I maintain Autoit project used for automated testing of swing app. Those tests have now about 70 files. It's get pretty hard to maintain all this code without following some "best practices" I'm trying to create as much functions as possible (because of duplicate code) and constants (frequent changes) bud it doesn't seem enough.
I have generally this types of functions:
AutoIt does not have classes => no inheritance => OOP principles are hard to aplicate ( :D clearly)
Does somebody have some experince with larger applications written in AutoIt? My opinion is, that AutoIt is for scripts < 500 lines and it wasn't good choice for this big project.
It's a shame, that AutoIt doesn't have some useful IDE.
AutoIt developers want to make sure that any functions written in AutoIt that are part of the core library (in short: UDFs) are subject to a certain code style. You can find this standard here: http://www.autoitscript.com/autoit3/udfs/UDF_Standards.htm Many programmers in the community write all AutoIt code in this standard.

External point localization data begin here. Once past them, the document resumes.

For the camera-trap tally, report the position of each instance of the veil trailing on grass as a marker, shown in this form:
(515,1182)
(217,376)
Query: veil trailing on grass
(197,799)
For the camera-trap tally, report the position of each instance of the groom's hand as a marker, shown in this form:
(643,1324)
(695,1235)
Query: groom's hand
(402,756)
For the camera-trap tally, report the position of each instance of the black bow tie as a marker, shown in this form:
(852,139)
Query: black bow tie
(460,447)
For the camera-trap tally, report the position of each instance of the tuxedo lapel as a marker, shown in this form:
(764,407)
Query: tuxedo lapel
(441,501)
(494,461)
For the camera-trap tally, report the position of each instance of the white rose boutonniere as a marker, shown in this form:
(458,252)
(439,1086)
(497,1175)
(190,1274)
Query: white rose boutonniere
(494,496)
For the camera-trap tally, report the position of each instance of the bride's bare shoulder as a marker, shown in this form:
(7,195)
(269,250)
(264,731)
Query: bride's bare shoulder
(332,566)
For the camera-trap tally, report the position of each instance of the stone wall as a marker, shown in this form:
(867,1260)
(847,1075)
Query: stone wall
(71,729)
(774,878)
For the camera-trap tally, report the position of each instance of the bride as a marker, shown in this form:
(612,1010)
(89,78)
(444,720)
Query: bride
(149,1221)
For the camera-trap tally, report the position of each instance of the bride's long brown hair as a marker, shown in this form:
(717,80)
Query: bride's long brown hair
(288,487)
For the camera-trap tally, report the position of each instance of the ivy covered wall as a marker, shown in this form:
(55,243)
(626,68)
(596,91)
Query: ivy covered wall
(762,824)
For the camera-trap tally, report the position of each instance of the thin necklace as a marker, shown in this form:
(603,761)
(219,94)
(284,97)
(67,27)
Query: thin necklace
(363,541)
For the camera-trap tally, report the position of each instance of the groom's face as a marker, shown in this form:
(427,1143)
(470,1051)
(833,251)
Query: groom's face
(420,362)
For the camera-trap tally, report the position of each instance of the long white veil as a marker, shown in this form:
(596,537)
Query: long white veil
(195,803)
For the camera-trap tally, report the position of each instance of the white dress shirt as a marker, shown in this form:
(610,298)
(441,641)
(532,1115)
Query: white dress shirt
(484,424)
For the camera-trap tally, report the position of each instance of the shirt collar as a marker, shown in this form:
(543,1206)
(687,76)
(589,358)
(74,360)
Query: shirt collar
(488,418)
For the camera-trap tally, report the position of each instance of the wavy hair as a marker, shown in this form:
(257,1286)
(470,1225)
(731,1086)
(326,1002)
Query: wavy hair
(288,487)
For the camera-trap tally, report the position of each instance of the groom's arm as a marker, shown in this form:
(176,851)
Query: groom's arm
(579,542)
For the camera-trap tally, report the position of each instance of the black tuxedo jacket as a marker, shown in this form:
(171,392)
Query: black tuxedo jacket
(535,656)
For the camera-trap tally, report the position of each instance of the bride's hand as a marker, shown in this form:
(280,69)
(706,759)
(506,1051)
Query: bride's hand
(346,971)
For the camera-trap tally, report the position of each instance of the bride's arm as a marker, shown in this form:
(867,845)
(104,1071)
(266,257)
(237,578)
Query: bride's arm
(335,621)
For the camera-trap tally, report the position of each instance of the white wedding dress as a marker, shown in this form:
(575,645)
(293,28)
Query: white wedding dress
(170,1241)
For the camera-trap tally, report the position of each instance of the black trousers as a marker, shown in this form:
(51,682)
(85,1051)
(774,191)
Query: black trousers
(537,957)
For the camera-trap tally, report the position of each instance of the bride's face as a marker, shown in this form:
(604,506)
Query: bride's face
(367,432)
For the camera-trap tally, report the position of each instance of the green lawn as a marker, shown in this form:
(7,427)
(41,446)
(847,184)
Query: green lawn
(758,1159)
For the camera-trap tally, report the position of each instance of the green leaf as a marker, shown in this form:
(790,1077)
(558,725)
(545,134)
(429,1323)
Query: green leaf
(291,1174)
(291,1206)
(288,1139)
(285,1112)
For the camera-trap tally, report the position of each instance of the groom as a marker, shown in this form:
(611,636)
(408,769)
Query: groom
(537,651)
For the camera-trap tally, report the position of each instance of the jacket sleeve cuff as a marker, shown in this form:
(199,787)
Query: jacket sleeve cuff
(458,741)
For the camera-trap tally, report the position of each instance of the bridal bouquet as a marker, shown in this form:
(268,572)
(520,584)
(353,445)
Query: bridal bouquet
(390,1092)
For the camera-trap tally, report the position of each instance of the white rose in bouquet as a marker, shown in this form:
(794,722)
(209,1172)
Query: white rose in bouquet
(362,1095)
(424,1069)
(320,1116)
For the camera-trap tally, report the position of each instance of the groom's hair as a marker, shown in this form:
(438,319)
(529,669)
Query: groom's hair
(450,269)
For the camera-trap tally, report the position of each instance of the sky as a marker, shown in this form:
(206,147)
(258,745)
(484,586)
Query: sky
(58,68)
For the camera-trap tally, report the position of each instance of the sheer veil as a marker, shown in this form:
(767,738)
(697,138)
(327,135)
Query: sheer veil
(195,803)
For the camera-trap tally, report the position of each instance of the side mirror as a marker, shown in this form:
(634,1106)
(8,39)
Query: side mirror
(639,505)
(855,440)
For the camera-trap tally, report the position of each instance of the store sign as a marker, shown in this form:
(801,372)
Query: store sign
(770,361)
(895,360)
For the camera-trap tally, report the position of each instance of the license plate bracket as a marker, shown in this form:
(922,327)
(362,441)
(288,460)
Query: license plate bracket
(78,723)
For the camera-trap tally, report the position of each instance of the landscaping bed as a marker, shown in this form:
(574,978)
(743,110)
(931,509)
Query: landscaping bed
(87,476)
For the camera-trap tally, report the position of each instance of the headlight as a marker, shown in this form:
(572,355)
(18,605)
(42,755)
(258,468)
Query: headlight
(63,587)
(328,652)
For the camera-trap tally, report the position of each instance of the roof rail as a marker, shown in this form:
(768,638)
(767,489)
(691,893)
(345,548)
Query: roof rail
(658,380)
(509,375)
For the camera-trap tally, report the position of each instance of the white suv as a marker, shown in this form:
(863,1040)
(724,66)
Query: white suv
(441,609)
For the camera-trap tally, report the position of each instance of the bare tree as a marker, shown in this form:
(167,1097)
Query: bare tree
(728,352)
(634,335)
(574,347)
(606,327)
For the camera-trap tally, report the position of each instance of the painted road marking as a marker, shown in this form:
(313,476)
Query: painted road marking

On the subject of IDE. SciTE is a time-tested code editor, but as IDE it performs adequate. There are two other IDEs which are developed and maintained by the community:
A graphical debugger (F10 step next functionality) http://www.autoitscript.com/forum/topic/21834-graphical-autoit-debugger/
ISN AutoIt studio http://www.autoitscript.com/forum/topic/136766-isn-autoit-studio/
The last one is fairly new, but it looks extremely promising and it may work better for your project.
Finally, I have a note of warning. You say "OOP principles are hard to apply", but even as an OO programmer you should have a strong core idea of how to write non-OO code before you even learned OOP. Most OO languages are imperative at their core, so you should be an excellent imperative coder already. AutoIt is imperative as well.
A useful IDE will not solve your problems! But it will make them slightly easier to manage.
I don't know where you heard that AutoIt only performs well for scripts for under 500 lines, but every time you #include one of the default libraries you are adding ~10000 lines of code. If you can write proper code, you will build your own libraries without adding complexity to the rest of your code.